İsviçre merkezli finans devi UBS’in yayımladığı 2025 Küresel Servet Raporu'na göre, Türkiye dolar milyonerlerindeki artış oranıyla dünya birinciliğine yükseldi. Rapora göre Türkiye’de 2024 yılı boyunca her gün ortalama 19 kişi dolar milyoneri olurken, yıllık bazda yüzde 8,4’lük bir artış yaşandı.
UBS’in bu yıl 16’ncısını yayımladığı rapor, 56 ülkenin yer aldığı küresel analizde, kişisel net servetlerin genel olarak yüzde 4,6 oranında arttığını ortaya koydu. En dikkat çekici yükseliş ise Türkiye’de yaşandı. 2023 yılında yaklaşık 60 bin dolar milyoneri bulunan ülkede bu sayı, 2024 sonu itibarıyla 67 bine ulaştı.
ABD hâlâ zirvede ama büyüme Türkiye’den yavaş
Dünya genelinde 2024 yılında 680 binden fazla yeni dolar milyoneri listeye eklendi. ABD, hâlâ toplam milyoner sayısında açık ara liderliğini koruyor. Yalnızca ABD’de geçen yıl 379 bin kişi daha milyonerler kulübüne katıldı. Bu da günlük ortalama 1.000 yeni milyoner anlamına geliyor.

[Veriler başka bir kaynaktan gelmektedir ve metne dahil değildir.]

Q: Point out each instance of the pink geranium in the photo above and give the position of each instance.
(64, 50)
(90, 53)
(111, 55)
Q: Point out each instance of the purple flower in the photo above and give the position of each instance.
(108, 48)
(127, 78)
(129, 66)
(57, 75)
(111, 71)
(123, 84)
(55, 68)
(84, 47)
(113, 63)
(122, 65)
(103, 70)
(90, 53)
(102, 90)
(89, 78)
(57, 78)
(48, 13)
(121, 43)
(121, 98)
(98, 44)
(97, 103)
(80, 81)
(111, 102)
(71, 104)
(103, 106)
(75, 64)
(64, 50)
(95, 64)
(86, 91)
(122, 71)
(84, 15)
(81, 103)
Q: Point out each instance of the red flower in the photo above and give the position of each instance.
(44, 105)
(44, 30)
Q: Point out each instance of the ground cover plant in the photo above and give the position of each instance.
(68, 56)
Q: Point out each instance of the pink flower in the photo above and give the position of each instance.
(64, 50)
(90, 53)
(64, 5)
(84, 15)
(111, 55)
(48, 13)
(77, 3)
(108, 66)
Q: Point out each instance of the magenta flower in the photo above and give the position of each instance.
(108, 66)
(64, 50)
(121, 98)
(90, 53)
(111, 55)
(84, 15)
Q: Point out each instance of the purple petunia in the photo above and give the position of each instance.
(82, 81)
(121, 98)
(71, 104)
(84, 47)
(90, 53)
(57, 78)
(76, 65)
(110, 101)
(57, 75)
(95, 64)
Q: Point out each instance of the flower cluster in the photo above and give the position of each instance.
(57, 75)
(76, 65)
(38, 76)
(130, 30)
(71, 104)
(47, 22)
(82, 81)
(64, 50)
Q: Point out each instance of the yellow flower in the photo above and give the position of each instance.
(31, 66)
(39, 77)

İkinci sıradaki Çin ise günde 380 yeni milyonerle önemli bir büyüme sergiledi. Ancak oransal artış bakımından Türkiye, yüzde 8,4’lük büyüme ile tüm ülkeleri geride bıraktı.
BAE ve Rusya ilk 5’te yer aldı
Türkiye’nin ardından en yüksek büyüme oranına ulaşan ülke yüzde 5,8 ile Birleşik Arap Emirlikleri (BAE) oldu. Enerji gelirleriyle öne çıkan BAE’de dolar milyoneri sayısı önemli bir ivmeyle yükseldi. BAE’yi sırasıyla Rusya, Hindistan ve Güney Afrika izledi.

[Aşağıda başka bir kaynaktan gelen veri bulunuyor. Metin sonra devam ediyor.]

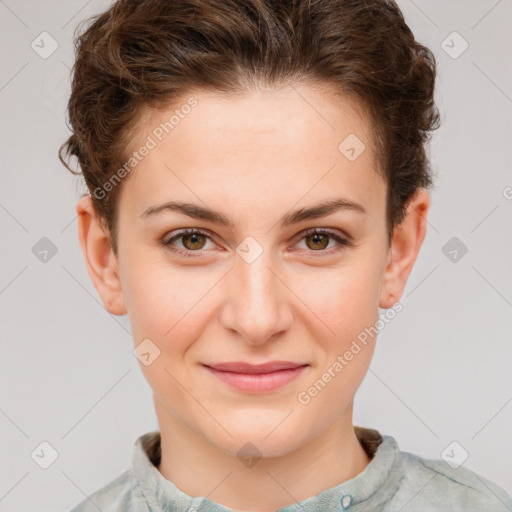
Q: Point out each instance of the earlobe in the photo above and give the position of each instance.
(99, 258)
(408, 237)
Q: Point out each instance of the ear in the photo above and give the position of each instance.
(407, 239)
(99, 257)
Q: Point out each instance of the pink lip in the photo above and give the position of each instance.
(257, 378)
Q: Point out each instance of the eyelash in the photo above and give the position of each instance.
(166, 242)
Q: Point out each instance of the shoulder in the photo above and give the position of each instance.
(431, 484)
(121, 495)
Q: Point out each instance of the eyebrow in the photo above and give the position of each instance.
(315, 211)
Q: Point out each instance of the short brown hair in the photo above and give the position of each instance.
(149, 52)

Orta Doğu’da lider Suudi Arabistan
UBS’in verilerine göre, Orta Doğu bölgesinde en fazla dolar milyoneri Suudi Arabistan’da bulunuyor. Yaklaşık 340 bin dolar milyonerine sahip olan ülkeyi, 240 bin milyoner ile BAE ve 186 bin ile İsrail takip ediyor. Türkiye ise yaklaşık 67 bin milyoneriyle bölgedeki sıralamada geride kalıyor olsa da büyüme hızı açısından rakiplerini geride bıraktı.
Doğu Avrupa zirveye oynuyor
Bölgesel verilere göre 2024 yılında kişisel servet artışında en yüksek büyüme yüzde 12 ile Doğu Avrupa’da gerçekleşti. ABD yüzde 11 ile bölgesel büyümede ikinci olurken, Asya-Pasifik ile Avrupa-Orta Doğu-Afrika (EMEA) bölgeleri sırasıyla yüzde 3 ve yüzde 0.5'in altında büyüme oranlarıyla daha düşük seviyelerde kaldı.